Biographical details
- Born: June 27, 1897 Portland, Oregon, U.S.
- Died: October 23, 1970 (aged 73) Seattle, Washington, U.S.

Playing career

Football
- 1917–1918: Michigan
- 1920: Michigan

Basketball
- 1917–1919: Michigan
- Positions: Halfback, end (football) Forward (basketball)

Coaching career (HC unless noted)

Football
- 1921–1922: Whitworth
- 1923–1924: Spokane College

Basketball
- 1921–1923: Whitworth
- 1923–1925: Spokane College

Accomplishments and honors

Championships
- Football 2 Spokane / Columbia Valley (1922, 1924)

= Abe Cohn =

Abraham Jerome Cohn (June 27, 1897 – October 23, 1970) was an American football and basketball player, coach and official. He played football and basketball at the University of Michigan from 1917 to 1920. He coached football and basketball at Whitworth College from 1921 to 1923 and at Spokane College from 1923 to 1925. He was also an official for the Pacific Coast Conference and the supervisor of the Washington State Liquor Board's licensing bureau from 1934 to 1968.

==Early years==
Cohn was born in Portland, Oregon in 1897. His parents, Hyman (sometimes listed as Herman) and Eva Cohn, emigrated from Russia to the United States in 1884 or 1885, and were identified in U.S. Census records as "Russian Yiddish." At the time of the 1900 Census, Cohn was living with his parents and four older siblings in Spokane, Washington. Cohn's father and two uncles founded the Cohn Brothers furniture store in Spokane in the 1890s. Over the next 40 years, the family continued to operate the store at the same location. Cohn attended Spokane's Lewis and Clark High School where he was a star football and basketball player. He was "remembered by Spokane football enthusiasts as the plunging back of the 1915 Lewis and Clark high school football team."

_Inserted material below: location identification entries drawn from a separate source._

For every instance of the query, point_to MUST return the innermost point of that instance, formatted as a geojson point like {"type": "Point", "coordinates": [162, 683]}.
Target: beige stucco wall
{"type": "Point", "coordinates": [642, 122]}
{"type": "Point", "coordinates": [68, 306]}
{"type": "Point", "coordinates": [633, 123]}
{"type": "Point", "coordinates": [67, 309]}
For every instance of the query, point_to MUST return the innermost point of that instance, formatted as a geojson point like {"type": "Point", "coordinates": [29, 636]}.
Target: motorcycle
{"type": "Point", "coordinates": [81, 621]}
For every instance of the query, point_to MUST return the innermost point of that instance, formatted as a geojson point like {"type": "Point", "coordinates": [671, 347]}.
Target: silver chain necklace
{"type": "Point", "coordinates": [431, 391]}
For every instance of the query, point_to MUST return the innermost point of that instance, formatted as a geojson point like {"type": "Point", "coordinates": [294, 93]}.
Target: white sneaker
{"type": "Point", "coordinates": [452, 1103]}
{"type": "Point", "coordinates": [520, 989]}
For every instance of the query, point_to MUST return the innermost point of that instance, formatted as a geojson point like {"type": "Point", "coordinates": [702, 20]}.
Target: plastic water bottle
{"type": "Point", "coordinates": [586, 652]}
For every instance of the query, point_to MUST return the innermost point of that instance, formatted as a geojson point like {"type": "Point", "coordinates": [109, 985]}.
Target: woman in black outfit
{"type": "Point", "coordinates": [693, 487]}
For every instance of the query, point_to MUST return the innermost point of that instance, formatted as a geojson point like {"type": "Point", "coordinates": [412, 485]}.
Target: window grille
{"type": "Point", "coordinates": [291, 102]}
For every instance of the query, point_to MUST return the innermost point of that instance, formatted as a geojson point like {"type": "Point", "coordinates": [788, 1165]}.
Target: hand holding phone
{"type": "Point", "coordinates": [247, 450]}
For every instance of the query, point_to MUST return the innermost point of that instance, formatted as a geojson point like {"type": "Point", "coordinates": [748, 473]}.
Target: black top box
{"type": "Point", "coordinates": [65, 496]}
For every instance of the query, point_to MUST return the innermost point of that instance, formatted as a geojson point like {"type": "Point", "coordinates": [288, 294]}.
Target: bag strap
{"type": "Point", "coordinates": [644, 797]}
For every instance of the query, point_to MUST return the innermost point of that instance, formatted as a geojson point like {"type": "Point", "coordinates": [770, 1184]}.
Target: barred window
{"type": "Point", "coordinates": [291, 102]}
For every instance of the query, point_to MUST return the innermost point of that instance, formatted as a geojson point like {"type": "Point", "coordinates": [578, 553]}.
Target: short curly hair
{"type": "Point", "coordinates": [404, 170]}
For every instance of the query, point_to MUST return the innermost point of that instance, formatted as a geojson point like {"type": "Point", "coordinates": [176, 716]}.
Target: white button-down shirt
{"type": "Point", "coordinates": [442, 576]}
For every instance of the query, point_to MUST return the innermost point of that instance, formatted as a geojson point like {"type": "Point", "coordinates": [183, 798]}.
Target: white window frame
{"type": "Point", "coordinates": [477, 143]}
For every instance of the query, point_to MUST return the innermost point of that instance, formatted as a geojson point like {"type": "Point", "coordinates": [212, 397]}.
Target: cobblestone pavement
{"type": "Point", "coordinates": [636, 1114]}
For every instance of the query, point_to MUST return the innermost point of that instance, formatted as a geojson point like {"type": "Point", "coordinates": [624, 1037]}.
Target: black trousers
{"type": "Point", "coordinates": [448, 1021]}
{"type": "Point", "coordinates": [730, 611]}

==University of Michigan==
Cohn enrolled at the University of Michigan in 1916. He was a member of the law school class of 1921. While at Michigan, he played halfback for the Michigan Wolverines football teams of 1917, 1918 and 1920. The 1918 team completed the season undefeated and has been rated by some as the national championship team of 1918. After Michigan's victory over Case to open the 1918 season, the Detroit Free Press called Abe Cohn "an eye opener" as a ground gainer and noted: "He made a gain practically every time he was given the ball and, when he was stopped, it always took two or three men to turn the trick." Cohn did not try out for the football team in 1919. Having only one year of varsity eligibility remaining, and with many players returning to college following service in World War I, Coach Yost recommended that Cohn save his final year for the 1920 season. He returned to the Wolverines football team in 1920. The 1921 Michiganensian (University of Michigan yearbook) noted, "Cohn was especially valuable, filling in at end when the occasion demanded." The authors added, "A heavy, fast player, who was a regular halfback, but could take his place at end or fullback if occasion demanded. He is one of the stars lost by graduation."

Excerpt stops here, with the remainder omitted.